Well, inspection of the plot can tell us if there variation in agreement across the range of measurements. If we look at figure 5 we can see that not only are measurements biased but that the disagreement increases as the measurements get higher. Our final piece of interpretation of this data set might be to note that the 95% limits of agreement do not include zero so thes two dentists are very unlikely to ever agree on a measurement. Examining figure 4, there is a small bias but the 95% limits of agreement are unacceptably wide.
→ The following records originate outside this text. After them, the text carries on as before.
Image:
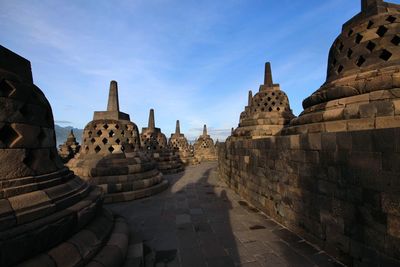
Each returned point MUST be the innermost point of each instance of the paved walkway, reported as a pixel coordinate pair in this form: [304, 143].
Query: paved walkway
[198, 221]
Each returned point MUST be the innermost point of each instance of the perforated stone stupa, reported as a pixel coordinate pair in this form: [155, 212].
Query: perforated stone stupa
[363, 77]
[155, 143]
[267, 113]
[204, 148]
[48, 216]
[179, 143]
[111, 156]
[70, 148]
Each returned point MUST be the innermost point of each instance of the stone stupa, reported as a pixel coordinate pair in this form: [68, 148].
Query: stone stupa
[70, 148]
[179, 143]
[204, 148]
[155, 143]
[48, 216]
[267, 113]
[361, 90]
[111, 156]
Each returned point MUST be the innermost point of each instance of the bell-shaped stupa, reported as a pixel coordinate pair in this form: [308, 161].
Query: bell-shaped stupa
[267, 112]
[48, 216]
[363, 77]
[111, 157]
[70, 148]
[155, 143]
[204, 148]
[179, 143]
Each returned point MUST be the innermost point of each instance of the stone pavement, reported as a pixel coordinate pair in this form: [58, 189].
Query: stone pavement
[198, 221]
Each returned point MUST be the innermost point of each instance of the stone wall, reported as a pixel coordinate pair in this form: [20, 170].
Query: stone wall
[339, 190]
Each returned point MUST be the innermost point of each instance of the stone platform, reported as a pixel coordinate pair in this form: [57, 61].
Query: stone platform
[199, 221]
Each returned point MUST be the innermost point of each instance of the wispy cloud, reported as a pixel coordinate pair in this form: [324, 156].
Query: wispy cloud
[190, 60]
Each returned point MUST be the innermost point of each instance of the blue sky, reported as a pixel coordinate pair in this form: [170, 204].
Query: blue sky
[190, 60]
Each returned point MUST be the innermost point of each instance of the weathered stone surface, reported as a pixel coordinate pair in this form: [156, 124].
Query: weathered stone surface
[42, 203]
[267, 113]
[155, 143]
[204, 148]
[179, 143]
[111, 155]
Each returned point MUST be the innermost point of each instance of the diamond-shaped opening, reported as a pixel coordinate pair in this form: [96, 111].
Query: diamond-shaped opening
[41, 137]
[6, 89]
[381, 31]
[28, 159]
[371, 46]
[385, 55]
[360, 61]
[8, 135]
[24, 110]
[350, 32]
[359, 38]
[341, 46]
[349, 53]
[391, 19]
[396, 40]
[340, 69]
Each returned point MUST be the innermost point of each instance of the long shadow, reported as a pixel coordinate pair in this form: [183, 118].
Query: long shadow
[189, 224]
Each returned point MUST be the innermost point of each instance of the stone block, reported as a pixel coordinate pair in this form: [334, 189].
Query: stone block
[328, 141]
[393, 225]
[65, 255]
[365, 160]
[360, 124]
[337, 126]
[391, 203]
[333, 114]
[368, 110]
[387, 122]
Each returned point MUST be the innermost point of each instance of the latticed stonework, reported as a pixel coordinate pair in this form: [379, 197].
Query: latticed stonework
[363, 76]
[267, 113]
[155, 143]
[70, 148]
[47, 214]
[111, 156]
[180, 144]
[332, 175]
[105, 137]
[204, 148]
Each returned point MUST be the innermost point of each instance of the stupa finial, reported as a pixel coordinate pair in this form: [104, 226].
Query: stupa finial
[250, 98]
[367, 4]
[177, 128]
[268, 75]
[152, 123]
[113, 103]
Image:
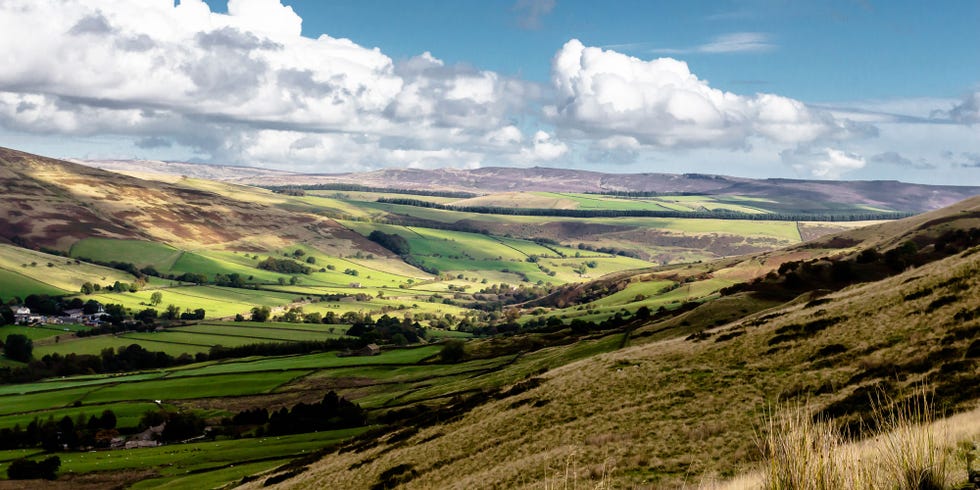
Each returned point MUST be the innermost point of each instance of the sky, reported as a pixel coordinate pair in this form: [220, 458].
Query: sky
[855, 90]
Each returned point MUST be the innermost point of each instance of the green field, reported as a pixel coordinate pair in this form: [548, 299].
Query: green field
[137, 252]
[217, 301]
[24, 272]
[202, 464]
[16, 284]
[38, 332]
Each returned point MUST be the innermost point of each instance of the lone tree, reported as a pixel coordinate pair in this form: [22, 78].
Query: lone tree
[18, 347]
[261, 313]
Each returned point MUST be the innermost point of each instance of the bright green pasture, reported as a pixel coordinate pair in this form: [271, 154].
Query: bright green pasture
[211, 263]
[16, 284]
[778, 229]
[310, 332]
[216, 301]
[95, 345]
[51, 384]
[139, 252]
[188, 342]
[61, 276]
[192, 387]
[325, 360]
[187, 465]
[127, 414]
[222, 475]
[363, 196]
[646, 289]
[589, 201]
[46, 400]
[272, 326]
[34, 333]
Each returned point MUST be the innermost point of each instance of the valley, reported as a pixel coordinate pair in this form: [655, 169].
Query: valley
[506, 330]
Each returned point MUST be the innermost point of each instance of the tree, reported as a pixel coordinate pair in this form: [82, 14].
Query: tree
[172, 312]
[261, 313]
[18, 347]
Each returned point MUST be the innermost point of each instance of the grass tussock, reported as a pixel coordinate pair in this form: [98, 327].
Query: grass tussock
[907, 449]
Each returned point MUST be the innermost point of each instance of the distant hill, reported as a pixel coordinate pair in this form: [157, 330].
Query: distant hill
[53, 203]
[793, 195]
[684, 401]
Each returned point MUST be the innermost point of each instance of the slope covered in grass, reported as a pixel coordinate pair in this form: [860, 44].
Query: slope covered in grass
[674, 411]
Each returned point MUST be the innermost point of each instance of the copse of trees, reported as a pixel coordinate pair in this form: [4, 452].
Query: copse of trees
[67, 432]
[387, 329]
[283, 266]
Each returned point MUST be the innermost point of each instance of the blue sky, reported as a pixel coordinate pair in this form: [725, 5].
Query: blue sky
[820, 51]
[841, 89]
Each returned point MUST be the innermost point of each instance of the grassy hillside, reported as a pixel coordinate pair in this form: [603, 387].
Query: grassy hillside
[668, 412]
[54, 203]
[615, 352]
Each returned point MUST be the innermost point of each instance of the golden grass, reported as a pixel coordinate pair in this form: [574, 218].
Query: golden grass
[675, 413]
[910, 449]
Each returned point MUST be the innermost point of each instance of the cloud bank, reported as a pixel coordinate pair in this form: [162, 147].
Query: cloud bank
[247, 87]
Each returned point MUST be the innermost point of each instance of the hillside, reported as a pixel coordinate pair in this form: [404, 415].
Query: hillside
[789, 195]
[53, 203]
[685, 409]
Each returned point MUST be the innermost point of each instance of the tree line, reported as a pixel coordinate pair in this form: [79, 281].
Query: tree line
[726, 214]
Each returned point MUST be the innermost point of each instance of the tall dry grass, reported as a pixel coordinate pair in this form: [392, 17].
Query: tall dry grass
[906, 448]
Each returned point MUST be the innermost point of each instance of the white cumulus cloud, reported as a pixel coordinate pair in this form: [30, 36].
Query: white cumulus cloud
[245, 86]
[822, 163]
[661, 103]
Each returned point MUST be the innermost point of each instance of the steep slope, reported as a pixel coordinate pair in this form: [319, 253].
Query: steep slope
[686, 410]
[53, 203]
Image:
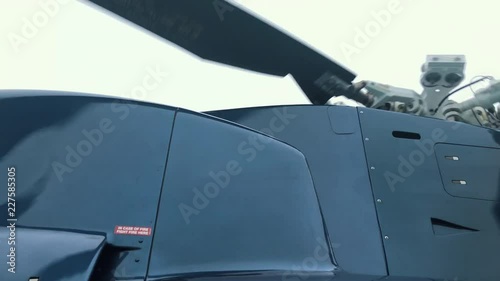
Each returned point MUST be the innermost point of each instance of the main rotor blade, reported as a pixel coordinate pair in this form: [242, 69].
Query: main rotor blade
[218, 31]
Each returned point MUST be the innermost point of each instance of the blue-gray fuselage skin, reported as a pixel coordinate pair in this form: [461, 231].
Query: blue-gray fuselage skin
[289, 193]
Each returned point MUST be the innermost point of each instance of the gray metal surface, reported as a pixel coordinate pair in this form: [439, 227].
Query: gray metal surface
[330, 138]
[428, 232]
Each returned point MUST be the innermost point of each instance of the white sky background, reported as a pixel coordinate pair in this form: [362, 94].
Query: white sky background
[82, 49]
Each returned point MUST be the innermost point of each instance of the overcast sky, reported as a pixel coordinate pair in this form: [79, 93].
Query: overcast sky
[81, 49]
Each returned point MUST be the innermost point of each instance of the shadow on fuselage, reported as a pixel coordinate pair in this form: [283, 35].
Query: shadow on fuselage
[496, 210]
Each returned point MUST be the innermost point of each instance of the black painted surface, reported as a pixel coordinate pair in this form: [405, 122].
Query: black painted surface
[330, 138]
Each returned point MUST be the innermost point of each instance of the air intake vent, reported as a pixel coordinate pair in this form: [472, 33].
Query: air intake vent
[442, 228]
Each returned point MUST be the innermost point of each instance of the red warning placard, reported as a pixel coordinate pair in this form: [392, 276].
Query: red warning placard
[132, 230]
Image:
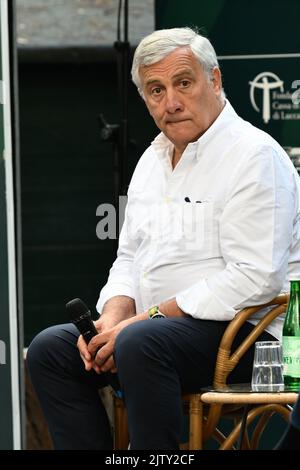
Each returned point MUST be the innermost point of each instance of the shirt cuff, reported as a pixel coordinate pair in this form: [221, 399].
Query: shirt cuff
[200, 302]
[112, 291]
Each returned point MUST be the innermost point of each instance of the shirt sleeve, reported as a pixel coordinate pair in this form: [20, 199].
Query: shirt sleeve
[120, 279]
[255, 235]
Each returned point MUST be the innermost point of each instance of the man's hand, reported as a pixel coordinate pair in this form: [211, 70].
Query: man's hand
[114, 311]
[105, 322]
[101, 347]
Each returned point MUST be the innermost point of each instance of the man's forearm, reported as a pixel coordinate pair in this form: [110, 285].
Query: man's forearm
[119, 307]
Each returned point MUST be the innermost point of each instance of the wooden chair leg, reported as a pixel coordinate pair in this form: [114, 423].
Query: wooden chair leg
[196, 416]
[121, 435]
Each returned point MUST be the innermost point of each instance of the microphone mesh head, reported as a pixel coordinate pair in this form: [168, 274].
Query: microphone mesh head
[76, 308]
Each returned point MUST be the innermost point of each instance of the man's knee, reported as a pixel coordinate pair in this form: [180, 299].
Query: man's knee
[135, 342]
[39, 346]
[46, 347]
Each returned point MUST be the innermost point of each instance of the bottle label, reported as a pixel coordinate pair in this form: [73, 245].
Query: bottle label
[291, 356]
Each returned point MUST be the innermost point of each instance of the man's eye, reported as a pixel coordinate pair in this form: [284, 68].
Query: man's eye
[156, 91]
We might note that there is some evidence for the disagreement to larger as the measurements get larger.

### Categorical variables

#### χ^{2} test

The χ^{2} test measures association not agreement.
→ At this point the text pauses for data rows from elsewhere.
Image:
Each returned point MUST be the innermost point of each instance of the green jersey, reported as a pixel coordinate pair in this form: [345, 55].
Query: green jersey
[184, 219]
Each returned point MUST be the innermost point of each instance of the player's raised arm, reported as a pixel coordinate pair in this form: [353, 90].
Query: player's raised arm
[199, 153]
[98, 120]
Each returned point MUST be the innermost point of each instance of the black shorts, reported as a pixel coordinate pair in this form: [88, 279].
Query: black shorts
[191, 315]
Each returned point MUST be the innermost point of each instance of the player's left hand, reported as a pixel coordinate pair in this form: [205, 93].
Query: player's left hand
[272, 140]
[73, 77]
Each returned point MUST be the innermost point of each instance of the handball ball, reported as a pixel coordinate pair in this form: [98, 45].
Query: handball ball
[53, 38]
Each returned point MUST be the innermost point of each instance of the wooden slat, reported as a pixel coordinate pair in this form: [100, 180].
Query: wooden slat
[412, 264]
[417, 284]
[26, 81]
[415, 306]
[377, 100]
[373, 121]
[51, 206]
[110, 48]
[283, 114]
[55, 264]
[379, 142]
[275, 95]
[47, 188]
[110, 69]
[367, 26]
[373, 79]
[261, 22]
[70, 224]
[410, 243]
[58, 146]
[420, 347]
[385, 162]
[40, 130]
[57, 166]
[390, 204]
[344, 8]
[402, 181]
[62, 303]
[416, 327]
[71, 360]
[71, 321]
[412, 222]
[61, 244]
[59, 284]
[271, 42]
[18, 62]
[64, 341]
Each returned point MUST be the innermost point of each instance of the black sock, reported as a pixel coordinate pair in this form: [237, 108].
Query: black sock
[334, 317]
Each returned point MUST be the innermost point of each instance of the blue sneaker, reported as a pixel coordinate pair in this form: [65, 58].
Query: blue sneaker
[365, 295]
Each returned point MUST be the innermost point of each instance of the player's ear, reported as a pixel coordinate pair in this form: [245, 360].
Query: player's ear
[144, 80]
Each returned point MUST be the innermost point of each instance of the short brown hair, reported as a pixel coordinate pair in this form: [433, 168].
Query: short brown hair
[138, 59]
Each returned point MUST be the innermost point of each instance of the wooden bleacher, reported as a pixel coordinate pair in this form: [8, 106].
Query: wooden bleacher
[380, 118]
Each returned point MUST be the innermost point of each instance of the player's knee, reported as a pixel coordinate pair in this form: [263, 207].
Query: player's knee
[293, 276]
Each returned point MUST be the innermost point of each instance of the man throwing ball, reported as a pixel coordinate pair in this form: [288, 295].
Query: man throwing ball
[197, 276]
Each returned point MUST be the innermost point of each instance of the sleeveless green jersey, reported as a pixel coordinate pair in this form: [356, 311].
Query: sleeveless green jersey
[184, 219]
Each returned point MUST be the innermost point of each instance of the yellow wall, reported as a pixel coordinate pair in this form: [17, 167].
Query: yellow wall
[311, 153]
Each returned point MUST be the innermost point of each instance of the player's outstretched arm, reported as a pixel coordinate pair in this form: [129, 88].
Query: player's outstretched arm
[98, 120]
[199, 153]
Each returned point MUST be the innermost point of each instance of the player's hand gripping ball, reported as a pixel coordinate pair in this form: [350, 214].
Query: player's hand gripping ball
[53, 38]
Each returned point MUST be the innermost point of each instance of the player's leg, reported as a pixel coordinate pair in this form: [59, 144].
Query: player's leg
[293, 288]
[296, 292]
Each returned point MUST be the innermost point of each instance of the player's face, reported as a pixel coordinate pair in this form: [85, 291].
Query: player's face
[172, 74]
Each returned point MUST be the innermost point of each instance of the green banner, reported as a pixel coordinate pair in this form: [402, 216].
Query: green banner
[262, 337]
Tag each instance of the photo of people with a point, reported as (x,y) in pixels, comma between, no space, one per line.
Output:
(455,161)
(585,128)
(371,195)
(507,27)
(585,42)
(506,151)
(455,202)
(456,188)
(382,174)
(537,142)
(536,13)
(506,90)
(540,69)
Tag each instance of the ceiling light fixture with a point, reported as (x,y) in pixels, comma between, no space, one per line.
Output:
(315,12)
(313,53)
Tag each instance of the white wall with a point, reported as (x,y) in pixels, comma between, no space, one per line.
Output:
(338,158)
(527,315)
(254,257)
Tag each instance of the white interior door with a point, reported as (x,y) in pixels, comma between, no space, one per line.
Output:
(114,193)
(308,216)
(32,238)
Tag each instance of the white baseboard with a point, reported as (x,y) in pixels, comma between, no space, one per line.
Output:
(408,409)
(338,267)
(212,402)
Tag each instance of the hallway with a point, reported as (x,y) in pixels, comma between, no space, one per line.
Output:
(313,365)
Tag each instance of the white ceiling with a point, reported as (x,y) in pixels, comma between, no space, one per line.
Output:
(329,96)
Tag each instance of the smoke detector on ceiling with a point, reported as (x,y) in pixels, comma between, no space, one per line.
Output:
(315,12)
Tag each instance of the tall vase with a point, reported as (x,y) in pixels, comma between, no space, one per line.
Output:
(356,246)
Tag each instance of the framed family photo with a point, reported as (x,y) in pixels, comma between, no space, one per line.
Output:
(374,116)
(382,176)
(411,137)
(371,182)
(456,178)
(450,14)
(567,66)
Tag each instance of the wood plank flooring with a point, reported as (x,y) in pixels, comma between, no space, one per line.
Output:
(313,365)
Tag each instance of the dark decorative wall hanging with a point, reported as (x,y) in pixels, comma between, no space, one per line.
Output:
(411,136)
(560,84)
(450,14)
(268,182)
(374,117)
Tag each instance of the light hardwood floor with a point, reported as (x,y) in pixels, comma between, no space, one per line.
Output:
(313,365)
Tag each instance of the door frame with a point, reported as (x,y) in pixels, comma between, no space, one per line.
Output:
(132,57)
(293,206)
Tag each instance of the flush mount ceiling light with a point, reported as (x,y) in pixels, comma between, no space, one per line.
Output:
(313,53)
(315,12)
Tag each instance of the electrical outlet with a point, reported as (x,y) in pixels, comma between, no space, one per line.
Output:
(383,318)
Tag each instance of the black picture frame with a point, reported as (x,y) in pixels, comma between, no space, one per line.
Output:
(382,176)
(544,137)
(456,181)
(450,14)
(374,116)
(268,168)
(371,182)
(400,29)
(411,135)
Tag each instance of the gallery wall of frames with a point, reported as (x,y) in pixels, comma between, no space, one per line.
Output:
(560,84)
Just as correlation is not used to measure agreement for continuous variables the χ^{2} test is not used to measure agreement for categorical variables.

#### Kappa, κ

[κ is a Greek letter, pronounced *kappa*.]

To compare the agreement between different observers we use the kappa statistic. For example, if two dentists assess the level of gum disease in 50 patients and diagnose them as having a clinical or a sub-clinical level of disease as follows:

Dentist 2 | ||||

Clinical | Sub-clinical | Total | ||

Dentist 1 | Clinical | 12 | 3 | 15 |

Sub-clinical | 4 | 31 | 35 | |

Total | 16 | 34 | 50 |

A common error in analysing agreement with this sort of data is to calculate the proportion, or percentage, agreement. Here, out of 50 measurements 12 + 31 = 43 agreed. This gives us a 86% agreement.

There is a problem with this: no account taken of chance agreement. We would expect some measurements to agree just by chance even if the two dentists were making their diagnoses randomly. So any measure of agreement has to take this into account.

So, first we need to assess the level of agreement we would expect by chance. As with the χ^{2} test we can calculate the expected frequencies of each cell by the formula:

Expected frequency = (row total) x (column total) ÷ (overall total)

For the table above this gives us:

Dentist 2 | ||||

Clinical | Sub-clinical | Total | ||

Dentist 1 | Clinical | 4·8 | 10·2 | 15 |

Sub-clinical | 11·2 | 23·8 | 35 | |

Total | 16 | 34 | 50 |

The expected number of agreements is obtained by adding together the 'Clinical/Clinical' cell and the 'Sub-clinical/Sub-clinical' cell. For this table the expected number of agreements is:

28·6

We can express this as a proportion by dividing this by 50, the total number of measurements. For this table the expected proportion of agreement is:

28·6 ÷ 50 = 0·572

Our question is now "how much better was the observed proportion of agreement than the expected proportion of agreement?"

The observed proportion of agreement was: 43 ÷ 50 = 0·860

The maximum possible proportion of agreement is 1·00.

We express the observers' agreement as a proportion of the possible scope for doing better than chance, this is kappa:

In this case:

κ = (0·860 - 0·572) ÷ (1 - 0·572) = 0·67

In general κ > 0·6 is regarded as good agreement. The table below is a guide to assessing how strong an agreement is, based on κ.

Value of κ | Strength of agreement |
---|---|

<0·21 | Poor |

0·21 - 0·40 | Fair |

0·41 - 0·60 | Moderate |

0·61 - 0·80 | Good |

0·81 - 1·00 | Very good |

Confidence intervals can be calculated for κ although this step is frequently missed out. The procedure is given in Altman (p. 405).

#### What if there are more than two categories for the variable?

κ can also be calculated for larger (square) contingency tables.

#### Weighted κ

If the categories are ordered a weighted version of kappa can be calculated in these circumstances to take into account the level of disagreement.

Observer 2 | |||||

1 | 2 | 3 | Total | ||

Observer 1 | 1 | 85 | 9 | 6 | 100 |

2 | 12 | 60 | 28 | 100 | |

3 | 3 | 31 | 66 | 100 | |

Total | 100 | 100 | 100 | 300 |

In the above table the cells containing '3' and '6' would be accorded more importance (weight) when calculating κ than those containing '12', '31', '9', and '28' because they represent a greater level of disagreement (2 categories difference rather than 1). The procedure for calculating weighted κ is give in Altman (p. 407), but you don't need to learn it.